A client has been experiencing anovulatory dysfunctional uterine bleeding. The client is 25 years of age, and is concerned about maintaining her fertility. Based upon your knowledge, which management technique likely would be employed first?
- A. Oral contraceptives
- B. Progestin therapy
- C. Therapeutic D and C
- D. Endometrial ablation
Correct Answer: A
Rationale: Oral contraceptives regulate anovulatory bleeding while preserving fertility, making them the first-line treatment for this client.
A patient with an exceptionally low body mass index has been admitted to the emergency department with signs and symptoms of hypothermia. The nurse should know that this patients susceptibility to heat loss is related to atrophy of what skin component?
- A. Epidermis
- B. Merkel cells
- C. Dermis
- D. Subcutaneous tissue
Correct Answer: D
Rationale: The subcutaneous tissues and the amount of fat deposits are important factors in body temperature regulation.
The nurse is monitoring a client diagnosed with acromegaly who was treated with transsphenoidal hypophysectomy and is recovering in the intensive care unit.
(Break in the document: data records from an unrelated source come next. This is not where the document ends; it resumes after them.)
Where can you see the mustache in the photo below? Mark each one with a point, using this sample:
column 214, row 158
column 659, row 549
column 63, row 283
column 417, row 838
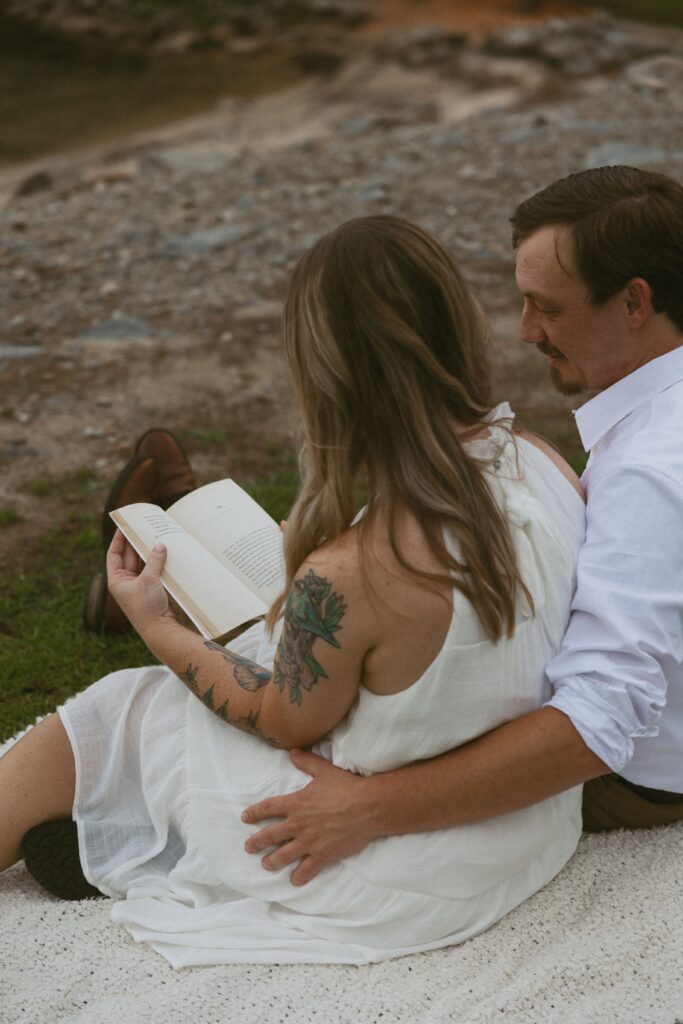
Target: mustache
column 547, row 349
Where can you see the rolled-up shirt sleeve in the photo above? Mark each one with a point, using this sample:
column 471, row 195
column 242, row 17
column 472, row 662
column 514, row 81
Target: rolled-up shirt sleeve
column 626, row 631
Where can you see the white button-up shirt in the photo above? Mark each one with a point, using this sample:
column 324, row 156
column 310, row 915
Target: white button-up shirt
column 619, row 675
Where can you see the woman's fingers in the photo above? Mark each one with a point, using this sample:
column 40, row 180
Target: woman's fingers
column 131, row 561
column 156, row 560
column 273, row 807
column 272, row 835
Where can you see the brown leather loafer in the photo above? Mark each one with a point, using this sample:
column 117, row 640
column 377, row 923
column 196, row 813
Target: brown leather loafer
column 135, row 482
column 174, row 474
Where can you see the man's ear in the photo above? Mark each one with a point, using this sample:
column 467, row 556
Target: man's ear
column 638, row 301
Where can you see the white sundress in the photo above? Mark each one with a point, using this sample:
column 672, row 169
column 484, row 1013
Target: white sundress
column 162, row 781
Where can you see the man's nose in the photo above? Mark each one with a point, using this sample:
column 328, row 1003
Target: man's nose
column 529, row 328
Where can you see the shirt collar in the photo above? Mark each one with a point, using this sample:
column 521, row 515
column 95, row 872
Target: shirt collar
column 615, row 402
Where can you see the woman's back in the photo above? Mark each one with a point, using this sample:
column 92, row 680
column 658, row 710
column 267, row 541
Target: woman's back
column 470, row 684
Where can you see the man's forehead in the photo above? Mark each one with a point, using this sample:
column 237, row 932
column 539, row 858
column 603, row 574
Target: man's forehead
column 547, row 255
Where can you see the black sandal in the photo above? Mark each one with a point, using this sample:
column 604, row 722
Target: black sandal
column 51, row 857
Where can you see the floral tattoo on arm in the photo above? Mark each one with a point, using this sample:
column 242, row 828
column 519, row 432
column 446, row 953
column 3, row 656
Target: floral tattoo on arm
column 311, row 611
column 253, row 679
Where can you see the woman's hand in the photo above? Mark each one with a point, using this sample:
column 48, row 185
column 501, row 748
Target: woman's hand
column 139, row 594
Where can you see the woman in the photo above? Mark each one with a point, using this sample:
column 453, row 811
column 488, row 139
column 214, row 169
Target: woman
column 404, row 632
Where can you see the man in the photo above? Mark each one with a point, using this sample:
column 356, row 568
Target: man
column 600, row 268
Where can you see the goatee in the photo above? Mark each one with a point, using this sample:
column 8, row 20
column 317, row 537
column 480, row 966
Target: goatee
column 564, row 387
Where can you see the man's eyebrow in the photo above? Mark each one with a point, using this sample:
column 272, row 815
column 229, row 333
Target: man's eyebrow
column 539, row 295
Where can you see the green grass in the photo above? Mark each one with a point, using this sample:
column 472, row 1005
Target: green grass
column 8, row 516
column 44, row 651
column 81, row 481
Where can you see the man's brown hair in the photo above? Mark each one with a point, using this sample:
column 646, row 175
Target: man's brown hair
column 626, row 223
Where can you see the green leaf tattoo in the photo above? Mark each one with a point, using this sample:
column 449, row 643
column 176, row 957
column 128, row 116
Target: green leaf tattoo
column 311, row 611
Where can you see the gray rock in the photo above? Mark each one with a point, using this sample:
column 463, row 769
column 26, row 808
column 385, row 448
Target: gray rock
column 610, row 154
column 425, row 46
column 208, row 240
column 20, row 351
column 577, row 46
column 185, row 161
column 658, row 74
column 118, row 329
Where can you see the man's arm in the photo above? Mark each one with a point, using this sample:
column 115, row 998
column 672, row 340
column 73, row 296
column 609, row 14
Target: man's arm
column 337, row 814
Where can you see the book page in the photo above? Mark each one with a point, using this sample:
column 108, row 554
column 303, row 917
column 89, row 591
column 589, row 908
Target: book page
column 209, row 593
column 237, row 531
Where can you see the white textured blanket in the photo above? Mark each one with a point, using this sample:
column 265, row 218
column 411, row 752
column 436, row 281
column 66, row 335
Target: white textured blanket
column 601, row 944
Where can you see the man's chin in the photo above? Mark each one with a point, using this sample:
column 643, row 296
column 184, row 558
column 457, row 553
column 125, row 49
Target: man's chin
column 562, row 385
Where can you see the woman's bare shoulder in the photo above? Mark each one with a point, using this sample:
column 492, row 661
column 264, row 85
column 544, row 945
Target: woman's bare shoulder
column 551, row 452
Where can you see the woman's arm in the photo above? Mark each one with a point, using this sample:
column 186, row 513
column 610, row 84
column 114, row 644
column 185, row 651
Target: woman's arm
column 317, row 667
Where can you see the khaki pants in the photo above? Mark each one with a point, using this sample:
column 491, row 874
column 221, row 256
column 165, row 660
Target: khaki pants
column 610, row 803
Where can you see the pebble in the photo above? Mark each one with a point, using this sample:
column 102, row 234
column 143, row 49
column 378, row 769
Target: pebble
column 204, row 238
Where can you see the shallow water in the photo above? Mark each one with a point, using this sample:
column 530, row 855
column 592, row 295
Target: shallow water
column 57, row 94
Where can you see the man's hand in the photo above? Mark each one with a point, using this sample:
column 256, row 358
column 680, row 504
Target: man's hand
column 319, row 824
column 139, row 594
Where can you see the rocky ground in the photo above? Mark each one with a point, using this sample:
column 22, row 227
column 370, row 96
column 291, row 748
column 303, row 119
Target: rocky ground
column 141, row 283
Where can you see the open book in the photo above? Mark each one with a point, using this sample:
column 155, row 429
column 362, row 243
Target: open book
column 224, row 564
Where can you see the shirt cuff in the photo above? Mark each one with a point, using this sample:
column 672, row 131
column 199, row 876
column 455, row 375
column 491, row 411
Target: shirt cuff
column 604, row 718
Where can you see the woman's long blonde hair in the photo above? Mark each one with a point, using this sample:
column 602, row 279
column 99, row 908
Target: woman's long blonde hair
column 388, row 353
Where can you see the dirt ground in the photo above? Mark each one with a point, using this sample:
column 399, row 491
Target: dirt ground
column 68, row 425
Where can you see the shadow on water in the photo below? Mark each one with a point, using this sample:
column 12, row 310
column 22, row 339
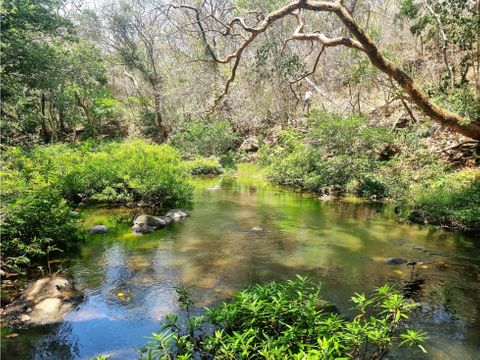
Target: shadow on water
column 128, row 281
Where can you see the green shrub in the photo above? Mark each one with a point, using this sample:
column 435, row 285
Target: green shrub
column 39, row 184
column 38, row 222
column 202, row 166
column 286, row 321
column 452, row 201
column 334, row 153
column 368, row 186
column 200, row 139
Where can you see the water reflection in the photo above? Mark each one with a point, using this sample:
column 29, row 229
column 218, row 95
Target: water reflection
column 129, row 281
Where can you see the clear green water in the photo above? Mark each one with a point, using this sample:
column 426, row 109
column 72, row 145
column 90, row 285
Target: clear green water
column 338, row 243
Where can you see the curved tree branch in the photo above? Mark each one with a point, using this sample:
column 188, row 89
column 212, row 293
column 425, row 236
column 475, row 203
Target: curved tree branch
column 361, row 42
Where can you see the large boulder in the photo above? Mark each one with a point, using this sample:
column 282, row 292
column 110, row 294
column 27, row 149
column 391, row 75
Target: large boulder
column 44, row 301
column 98, row 229
column 249, row 145
column 144, row 223
column 176, row 214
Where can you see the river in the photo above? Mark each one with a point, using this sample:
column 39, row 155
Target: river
column 342, row 244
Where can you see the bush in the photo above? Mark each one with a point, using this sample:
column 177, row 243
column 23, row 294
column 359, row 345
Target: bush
column 38, row 186
column 37, row 223
column 202, row 166
column 199, row 139
column 337, row 151
column 111, row 172
column 286, row 321
column 451, row 201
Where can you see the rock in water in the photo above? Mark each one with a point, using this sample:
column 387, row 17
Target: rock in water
column 45, row 301
column 176, row 214
column 249, row 145
column 395, row 261
column 98, row 229
column 144, row 224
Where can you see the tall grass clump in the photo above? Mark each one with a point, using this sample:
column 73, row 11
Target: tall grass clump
column 286, row 320
column 40, row 186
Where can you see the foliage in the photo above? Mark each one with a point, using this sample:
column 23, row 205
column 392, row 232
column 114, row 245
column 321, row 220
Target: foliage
column 38, row 222
column 39, row 184
column 286, row 320
column 452, row 200
column 199, row 139
column 203, row 166
column 107, row 172
column 336, row 152
column 51, row 80
column 463, row 100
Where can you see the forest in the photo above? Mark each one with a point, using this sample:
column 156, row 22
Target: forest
column 240, row 179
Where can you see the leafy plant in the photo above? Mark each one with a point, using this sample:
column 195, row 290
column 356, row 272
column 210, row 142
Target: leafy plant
column 286, row 320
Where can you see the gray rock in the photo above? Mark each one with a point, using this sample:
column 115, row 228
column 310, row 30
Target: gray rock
column 47, row 300
column 98, row 229
column 176, row 214
column 144, row 224
column 395, row 261
column 25, row 318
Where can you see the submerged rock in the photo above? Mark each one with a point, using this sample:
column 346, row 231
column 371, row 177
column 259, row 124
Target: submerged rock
column 395, row 261
column 176, row 214
column 98, row 229
column 44, row 301
column 144, row 224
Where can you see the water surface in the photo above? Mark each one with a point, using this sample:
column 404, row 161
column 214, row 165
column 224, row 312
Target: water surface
column 341, row 244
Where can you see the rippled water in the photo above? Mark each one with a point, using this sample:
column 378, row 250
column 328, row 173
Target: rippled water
column 341, row 244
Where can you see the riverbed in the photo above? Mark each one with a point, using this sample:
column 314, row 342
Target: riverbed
column 128, row 281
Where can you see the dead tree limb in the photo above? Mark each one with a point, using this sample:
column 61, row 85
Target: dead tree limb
column 361, row 42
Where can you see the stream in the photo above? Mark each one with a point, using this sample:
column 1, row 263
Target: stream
column 342, row 244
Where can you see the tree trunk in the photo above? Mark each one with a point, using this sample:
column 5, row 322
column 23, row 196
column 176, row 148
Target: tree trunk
column 157, row 95
column 43, row 131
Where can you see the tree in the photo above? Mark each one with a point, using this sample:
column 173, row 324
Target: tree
column 135, row 32
column 353, row 37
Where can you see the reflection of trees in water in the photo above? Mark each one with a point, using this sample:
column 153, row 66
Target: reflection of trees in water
column 42, row 343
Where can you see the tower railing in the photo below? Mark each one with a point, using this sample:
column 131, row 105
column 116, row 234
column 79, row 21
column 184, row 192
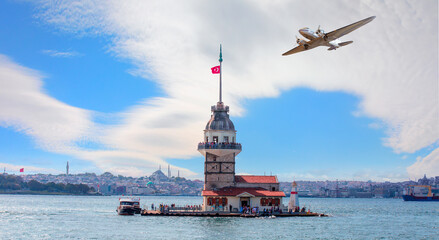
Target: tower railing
column 222, row 145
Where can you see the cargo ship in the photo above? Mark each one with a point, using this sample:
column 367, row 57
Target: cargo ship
column 421, row 193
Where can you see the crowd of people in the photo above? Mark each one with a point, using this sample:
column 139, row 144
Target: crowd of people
column 173, row 207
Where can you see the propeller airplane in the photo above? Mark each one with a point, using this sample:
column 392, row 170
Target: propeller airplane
column 320, row 38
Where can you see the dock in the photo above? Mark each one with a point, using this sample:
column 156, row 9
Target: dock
column 227, row 214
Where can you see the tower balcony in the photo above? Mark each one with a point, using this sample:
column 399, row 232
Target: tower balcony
column 219, row 149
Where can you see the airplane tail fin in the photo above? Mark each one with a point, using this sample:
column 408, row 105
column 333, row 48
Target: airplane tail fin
column 345, row 43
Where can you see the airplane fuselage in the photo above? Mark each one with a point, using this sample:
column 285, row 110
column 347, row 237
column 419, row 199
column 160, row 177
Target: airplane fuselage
column 311, row 35
column 320, row 38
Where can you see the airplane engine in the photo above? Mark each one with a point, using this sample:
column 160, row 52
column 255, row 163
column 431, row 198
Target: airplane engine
column 300, row 41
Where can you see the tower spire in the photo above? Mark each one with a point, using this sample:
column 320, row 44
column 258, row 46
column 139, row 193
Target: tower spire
column 221, row 72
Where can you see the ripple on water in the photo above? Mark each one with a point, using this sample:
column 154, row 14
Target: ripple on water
column 64, row 217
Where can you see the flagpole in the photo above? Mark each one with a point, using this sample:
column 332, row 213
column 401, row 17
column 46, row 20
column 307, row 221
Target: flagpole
column 221, row 71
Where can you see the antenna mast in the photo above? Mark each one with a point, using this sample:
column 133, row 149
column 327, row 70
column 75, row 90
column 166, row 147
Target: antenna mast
column 221, row 72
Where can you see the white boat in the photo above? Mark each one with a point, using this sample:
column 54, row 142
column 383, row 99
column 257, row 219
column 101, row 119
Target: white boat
column 128, row 206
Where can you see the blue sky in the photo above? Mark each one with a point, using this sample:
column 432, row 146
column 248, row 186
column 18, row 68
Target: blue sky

Which finding should alert the nurse to the presence of a possible postoperative complication?
- A. Anxiety
- B. Leukocytosis
- C. Chvostek's sign
- D. Urinary output of 800 mL/hour
Correct Answer: D
Rationale: Urinary output of 800 mL/hour suggests diabetes insipidus, a common complication post-hypophysectomy due to pituitary damage, unlike the other findings which are less specific.
Which symptom is consistent with an inhalation burn?
- A. Full-thickness burns to chest
- B. Hypotension
- C. Agitation
- D. Persistent coughing
Correct Answer: D
Rationale: Persistent coughing, particularly if black mucus is coughed up, is an indicator of an inhalation burn.